It starts early for me, that first morning on the road. I think it’s the anticipation, the excitement, the feeling that anything is possible – anything at all. It is the feeling that all of it will be good.
Travel days, especially that first long trip from home to wherever, can be hectic and tiring and often frustrating. The crush of airports, queuing up in endless lines, trying to sleep upright in a narrow seat in a noisy plane, just to queue up yet again. Even with all the excitement of a new trip, I am not always the most patient person in the world.
Until that first morning waking up somewhere new.
The First Morning
I have always been an earlier riser. Holidays are no exception. Every minute is precious, because let’s face it, there is never enough vacation time. Most days that I am traveling, I am up and out of bed like a shot.
That first morning though? I let myself wake up slowly. As I come awake, I start to smile. I am waking up someplace new; I am waking up in a foreign land.
In that moment everything is exciting. Everything is ahead of me. It is Christmas morning, Easter, and my birthday all rolled into one. There is no end of exciting stuff waiting for me just out there.
Becoming a Temporary Local
Weekday mornings are my favorite. I get the chance to really see what day to day life is like. In France it was the lines at the coffee shops or patisseries. On the Dalmatian coast of Croatia, it was watching the fishermen heading in with the morning’s catch. The rush hour of bike riders all zooming past was the hallmark of Amsterdam.
I like to see how people live. Sure, I’ll be heading to the museum or the church or the park later on, but in that early morning bustle I get a small taste of what it must be like to wake up here every day. For me it is a way of connecting to world because we all have our morning routines. Every place has a work-day rhythm that is similar, but slightly different.
Rick Steves has referred to becoming a ‘temporary local’ and I like the term. It is in those small moments of normality, from grabbing a cup of coffee to catching the bus that I get to be a local. In those moments it is far easier to see the similarities and far harder to be caught up in the differences,
Living in the Moment
Rain or shine, hot or cold, I find myself caught up in the “now.” All the hassles of getting there, all the concerns of what is going on at home are gone. In those moments, especially on that first morning, I am in the present in ways I am not at home.
Perhaps that is real magic of the first morning, the transformation from living way out in the future with deadlines and to do lists to living right now. The transition is breathtaking. The world takes on a different light, a different feel when you are living in the moment. Time can sometimes seem to stop, or at least slow down.

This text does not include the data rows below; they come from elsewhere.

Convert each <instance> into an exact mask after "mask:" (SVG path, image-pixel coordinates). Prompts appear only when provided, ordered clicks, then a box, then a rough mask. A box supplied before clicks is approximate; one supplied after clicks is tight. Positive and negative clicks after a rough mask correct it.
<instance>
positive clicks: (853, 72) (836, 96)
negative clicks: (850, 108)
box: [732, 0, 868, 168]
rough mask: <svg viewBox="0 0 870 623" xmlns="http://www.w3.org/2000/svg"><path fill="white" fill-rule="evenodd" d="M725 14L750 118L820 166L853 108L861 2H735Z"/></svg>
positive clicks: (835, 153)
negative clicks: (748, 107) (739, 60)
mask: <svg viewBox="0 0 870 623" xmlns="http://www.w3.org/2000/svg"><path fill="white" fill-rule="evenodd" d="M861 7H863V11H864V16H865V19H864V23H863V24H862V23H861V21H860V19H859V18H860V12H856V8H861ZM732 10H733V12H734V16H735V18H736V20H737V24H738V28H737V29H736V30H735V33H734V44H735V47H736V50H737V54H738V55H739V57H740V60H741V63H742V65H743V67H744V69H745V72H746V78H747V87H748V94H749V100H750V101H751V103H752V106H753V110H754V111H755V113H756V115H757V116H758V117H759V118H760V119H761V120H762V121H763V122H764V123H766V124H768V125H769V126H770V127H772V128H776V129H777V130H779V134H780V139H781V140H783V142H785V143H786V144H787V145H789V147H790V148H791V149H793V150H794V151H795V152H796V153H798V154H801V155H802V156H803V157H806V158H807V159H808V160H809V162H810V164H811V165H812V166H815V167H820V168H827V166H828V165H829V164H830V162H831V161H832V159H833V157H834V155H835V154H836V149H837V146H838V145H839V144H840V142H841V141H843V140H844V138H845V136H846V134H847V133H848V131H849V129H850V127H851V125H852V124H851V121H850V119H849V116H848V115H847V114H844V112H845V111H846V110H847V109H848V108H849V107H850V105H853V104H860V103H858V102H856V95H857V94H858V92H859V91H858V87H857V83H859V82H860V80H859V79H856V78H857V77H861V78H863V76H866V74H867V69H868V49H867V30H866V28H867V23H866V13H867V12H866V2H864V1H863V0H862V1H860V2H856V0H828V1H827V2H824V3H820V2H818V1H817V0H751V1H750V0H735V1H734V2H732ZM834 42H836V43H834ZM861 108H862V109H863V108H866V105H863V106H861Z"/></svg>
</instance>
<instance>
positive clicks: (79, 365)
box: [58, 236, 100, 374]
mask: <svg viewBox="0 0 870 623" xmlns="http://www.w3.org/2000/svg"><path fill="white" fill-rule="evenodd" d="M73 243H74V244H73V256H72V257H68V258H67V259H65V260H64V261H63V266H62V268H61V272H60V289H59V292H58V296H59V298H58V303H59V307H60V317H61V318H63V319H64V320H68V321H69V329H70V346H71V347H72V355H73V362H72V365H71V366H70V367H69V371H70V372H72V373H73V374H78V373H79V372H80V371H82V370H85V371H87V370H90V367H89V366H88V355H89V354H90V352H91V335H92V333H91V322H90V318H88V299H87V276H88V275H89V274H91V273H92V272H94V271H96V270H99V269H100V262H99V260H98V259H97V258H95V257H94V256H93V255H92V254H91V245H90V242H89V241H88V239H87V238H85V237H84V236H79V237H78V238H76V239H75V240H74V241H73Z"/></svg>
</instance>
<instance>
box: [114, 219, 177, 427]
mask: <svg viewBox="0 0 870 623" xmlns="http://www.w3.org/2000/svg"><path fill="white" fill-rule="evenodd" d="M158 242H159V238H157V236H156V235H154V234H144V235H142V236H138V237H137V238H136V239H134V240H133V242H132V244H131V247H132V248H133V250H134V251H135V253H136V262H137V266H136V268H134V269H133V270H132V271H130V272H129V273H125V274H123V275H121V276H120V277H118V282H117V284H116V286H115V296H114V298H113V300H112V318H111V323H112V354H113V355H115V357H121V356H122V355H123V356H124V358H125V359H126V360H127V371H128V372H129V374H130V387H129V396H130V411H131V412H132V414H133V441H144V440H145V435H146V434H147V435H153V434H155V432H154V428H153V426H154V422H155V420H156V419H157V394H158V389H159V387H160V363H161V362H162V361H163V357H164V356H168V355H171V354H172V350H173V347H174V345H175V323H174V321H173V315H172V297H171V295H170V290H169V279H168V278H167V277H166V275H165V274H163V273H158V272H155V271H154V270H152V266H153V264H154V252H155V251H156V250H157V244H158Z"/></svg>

On that first morning, I feel a sort of lightness both physically and emotionally. Nothing is weighing me down; not the work issues or the family issues or my own inner back talk. I just get to be where I am.
Parsing the Magic
I have tried to break it down. Heck, I am trying to do so right now.
This I know – it is more than just being in a hotel. I have stayed in hotels in any number of places, but anyplace that isn’t here, my home country? The air is different, I am different.
I consider myself lucky; really and truly lucky; that I get that tingle, that happy, anticipatory jolt in each new town. I may have been in Paris yesterday, but today I am waking up in another new town. I get another first morning.
What I have decided to do is stop trying to figure it all out. The fact that it exists is really enough, when I think about it. Honestly, I assumed it would fade over time. A couple of trips and that magic would disappear.
Happily, that hasn’t happened.
The Gift that Keeps on Giving
The first morning is the best, yes, but the ones that follow it? They are pretty darn good too. Every day that I am living in the moment is a gift. .
It was one of the most unexpected parts about traveling. I was pretty sure that on that first morning of that first trip, I would be pretty excited. The reality easily surpassed the expectation.
Not only has it not worn off, it seems to follow me home now. I hear it in my voice when I talk about where I’ve been. It is there when I start planning the next trip. I’ve come to recognize when I talk to others about their travels.
The nicest thing that a travel client ever said to me was that she was more excited about her trip after talking about it to me. She said my enthusiasm was contagious. I’ll take that; I will hoard that like gold.